Elle soutient que la décision :
— a été prise par une autorité incompétente ;
— méconnaît l’article 4 du règlement n° 604/2013/UE sur l’information du demandeur d’asile ;
— méconnaît l’article 23 du même règlement sur la demande de transfert aux autorités étrangères ;
— est illégale dès lors que le système polonais de traitement des demandes d’asile connait une défaillance systémique ;
— est entachée d’erreur manifeste d’appréciation quant à l’application des articles 17-1 et 17-2 du règlement (UE) n° 604/2013 et d’erreur manifeste d’appréciation.

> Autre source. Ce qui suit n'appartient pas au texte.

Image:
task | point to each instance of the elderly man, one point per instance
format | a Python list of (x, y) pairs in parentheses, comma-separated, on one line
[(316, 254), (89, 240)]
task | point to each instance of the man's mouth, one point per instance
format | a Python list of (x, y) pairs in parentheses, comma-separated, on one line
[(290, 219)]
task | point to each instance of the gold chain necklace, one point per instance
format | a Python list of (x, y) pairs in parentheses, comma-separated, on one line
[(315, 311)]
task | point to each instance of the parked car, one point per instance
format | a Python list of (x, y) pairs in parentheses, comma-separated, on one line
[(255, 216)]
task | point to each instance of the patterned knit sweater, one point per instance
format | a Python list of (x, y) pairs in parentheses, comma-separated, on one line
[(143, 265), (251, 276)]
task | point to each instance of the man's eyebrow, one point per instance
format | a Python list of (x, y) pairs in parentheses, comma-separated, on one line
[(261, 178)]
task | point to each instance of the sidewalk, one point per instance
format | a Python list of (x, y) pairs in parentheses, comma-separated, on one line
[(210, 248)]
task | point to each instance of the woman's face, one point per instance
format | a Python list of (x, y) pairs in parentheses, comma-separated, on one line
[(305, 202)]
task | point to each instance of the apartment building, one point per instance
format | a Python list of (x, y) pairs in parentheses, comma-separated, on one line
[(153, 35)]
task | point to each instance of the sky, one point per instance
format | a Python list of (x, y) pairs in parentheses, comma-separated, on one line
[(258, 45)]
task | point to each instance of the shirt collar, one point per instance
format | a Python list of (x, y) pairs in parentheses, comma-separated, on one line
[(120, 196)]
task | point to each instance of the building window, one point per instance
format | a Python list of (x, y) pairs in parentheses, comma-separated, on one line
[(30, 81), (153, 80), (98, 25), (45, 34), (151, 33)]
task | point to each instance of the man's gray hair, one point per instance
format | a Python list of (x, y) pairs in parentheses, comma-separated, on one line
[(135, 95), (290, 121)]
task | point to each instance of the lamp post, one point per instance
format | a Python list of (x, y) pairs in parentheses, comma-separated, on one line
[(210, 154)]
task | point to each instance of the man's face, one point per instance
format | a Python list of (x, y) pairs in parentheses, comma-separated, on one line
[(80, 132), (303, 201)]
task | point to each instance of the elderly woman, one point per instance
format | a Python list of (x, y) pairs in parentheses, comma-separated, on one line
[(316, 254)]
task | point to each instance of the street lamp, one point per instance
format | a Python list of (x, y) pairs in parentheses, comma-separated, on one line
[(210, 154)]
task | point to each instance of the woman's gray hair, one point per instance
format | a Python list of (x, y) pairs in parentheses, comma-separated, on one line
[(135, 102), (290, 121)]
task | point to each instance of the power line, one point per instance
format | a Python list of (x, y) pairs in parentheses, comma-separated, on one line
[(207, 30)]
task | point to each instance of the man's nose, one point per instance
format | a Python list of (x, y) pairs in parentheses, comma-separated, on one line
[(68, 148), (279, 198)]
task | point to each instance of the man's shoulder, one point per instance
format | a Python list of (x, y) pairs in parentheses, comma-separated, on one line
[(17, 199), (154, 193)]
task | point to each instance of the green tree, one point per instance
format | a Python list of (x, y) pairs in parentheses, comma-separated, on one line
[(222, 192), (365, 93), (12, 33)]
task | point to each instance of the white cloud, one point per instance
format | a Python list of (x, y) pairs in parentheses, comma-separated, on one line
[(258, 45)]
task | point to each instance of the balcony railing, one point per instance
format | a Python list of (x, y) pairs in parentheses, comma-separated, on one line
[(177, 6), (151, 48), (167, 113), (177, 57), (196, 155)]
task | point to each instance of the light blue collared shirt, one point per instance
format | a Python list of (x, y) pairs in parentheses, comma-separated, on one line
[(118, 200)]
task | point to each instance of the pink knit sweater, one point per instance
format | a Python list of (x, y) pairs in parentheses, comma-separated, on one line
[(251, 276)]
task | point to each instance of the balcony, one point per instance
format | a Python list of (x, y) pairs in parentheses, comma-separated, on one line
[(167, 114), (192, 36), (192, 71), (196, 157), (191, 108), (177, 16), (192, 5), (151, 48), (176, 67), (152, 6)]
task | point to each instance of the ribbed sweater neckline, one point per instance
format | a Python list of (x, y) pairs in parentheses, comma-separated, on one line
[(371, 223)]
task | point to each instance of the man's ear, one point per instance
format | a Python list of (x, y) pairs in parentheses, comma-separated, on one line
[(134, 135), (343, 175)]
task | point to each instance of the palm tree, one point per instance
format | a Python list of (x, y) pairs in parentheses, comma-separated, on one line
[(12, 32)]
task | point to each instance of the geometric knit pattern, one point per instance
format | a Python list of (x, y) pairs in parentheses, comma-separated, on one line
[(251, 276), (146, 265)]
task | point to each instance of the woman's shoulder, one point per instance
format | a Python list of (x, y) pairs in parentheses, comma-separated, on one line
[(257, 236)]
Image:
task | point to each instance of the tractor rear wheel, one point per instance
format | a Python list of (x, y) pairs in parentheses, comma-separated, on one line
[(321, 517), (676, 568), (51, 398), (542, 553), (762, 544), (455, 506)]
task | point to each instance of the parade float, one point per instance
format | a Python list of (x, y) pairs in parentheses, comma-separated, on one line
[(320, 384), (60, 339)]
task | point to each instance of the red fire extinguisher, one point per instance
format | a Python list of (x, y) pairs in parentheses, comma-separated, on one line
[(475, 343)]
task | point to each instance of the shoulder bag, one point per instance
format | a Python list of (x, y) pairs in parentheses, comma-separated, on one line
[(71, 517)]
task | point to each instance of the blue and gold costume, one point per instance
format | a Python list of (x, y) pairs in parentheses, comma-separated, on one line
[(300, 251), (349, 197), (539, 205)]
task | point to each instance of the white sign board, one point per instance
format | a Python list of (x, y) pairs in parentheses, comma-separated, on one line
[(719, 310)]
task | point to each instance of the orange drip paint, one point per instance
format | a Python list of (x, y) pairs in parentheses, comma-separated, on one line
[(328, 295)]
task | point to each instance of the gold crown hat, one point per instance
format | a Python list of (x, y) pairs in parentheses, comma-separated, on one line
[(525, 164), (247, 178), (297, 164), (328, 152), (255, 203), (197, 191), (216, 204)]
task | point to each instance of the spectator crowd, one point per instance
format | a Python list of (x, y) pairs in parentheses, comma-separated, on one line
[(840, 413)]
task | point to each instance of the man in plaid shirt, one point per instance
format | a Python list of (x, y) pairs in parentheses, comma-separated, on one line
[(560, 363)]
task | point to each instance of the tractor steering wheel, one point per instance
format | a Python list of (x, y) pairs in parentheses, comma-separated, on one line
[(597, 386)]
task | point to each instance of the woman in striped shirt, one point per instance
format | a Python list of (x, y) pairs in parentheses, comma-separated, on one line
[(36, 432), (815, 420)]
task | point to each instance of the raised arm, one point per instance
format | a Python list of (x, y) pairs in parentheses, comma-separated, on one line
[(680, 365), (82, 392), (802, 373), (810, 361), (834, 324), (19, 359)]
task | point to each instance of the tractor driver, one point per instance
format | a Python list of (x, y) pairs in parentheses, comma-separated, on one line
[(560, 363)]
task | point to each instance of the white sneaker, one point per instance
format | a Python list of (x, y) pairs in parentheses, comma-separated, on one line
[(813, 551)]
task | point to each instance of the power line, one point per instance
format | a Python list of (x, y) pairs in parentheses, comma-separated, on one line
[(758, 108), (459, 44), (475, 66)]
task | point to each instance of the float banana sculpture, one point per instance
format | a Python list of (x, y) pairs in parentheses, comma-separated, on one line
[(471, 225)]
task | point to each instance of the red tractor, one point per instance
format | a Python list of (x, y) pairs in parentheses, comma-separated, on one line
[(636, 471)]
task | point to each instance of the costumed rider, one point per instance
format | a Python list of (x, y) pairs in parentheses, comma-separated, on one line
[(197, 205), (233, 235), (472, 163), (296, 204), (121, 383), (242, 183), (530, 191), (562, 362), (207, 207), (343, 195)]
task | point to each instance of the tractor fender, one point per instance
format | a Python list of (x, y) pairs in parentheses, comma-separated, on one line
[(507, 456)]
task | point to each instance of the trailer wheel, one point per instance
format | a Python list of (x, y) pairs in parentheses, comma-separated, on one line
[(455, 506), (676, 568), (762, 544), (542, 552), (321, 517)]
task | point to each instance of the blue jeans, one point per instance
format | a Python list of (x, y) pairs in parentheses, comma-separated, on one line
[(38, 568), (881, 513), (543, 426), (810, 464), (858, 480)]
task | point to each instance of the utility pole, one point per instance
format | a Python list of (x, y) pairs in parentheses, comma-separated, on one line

Par un mémoire enregistré le 7 septembre 2022, le préfet de la Seine-Maritime conclut au rejet de la requête au motif que les moyens soulevés ne sont pas fondés.
Vu les autres pièces du dossier.
Vu :
— le règlement (UE) n° 604/2013 du Parlement européen et du Conseil du 26 juin 2013 ;
— le code de l’entrée et du séjour des étrangers et du droit d’asile ;
— la loi du 10 juillet 1991 relative à l’aide juridique ;
— le décret n° 2020-1717 du 28 décembre 2020 ;
— le code de justice administrative.
Par une décision du 1er septembre 2021, le président du tribunal a désigné M. D comme juge du contentieux des mesures prévues à l’article L. 572-1 du code de l’entrée et du séjour des étrangers et du droit d’asile.
Les parties ont été régulièrement averties du jour de l’audience.
A été entendu au cours de l’audience publique tenue le 8 septembre 2022 à 9 heures :
— le rapport de M. D,
— et les observations de Me Abdou-Saleye, avocat désigné d’office pour sa cliente, et de Mme F, par le truchement de M. B interprète. Me Abdou-Daleye retire le moyen de la méconnaissance de l’article 4 du règlement n° 604/2013 au vu des éléments de défense produits par le préfet. Il soulève en outre la méconnaissance de l’article 5 du même règlement sur l’identité et la qualité de la personne qui a mené l’entretien.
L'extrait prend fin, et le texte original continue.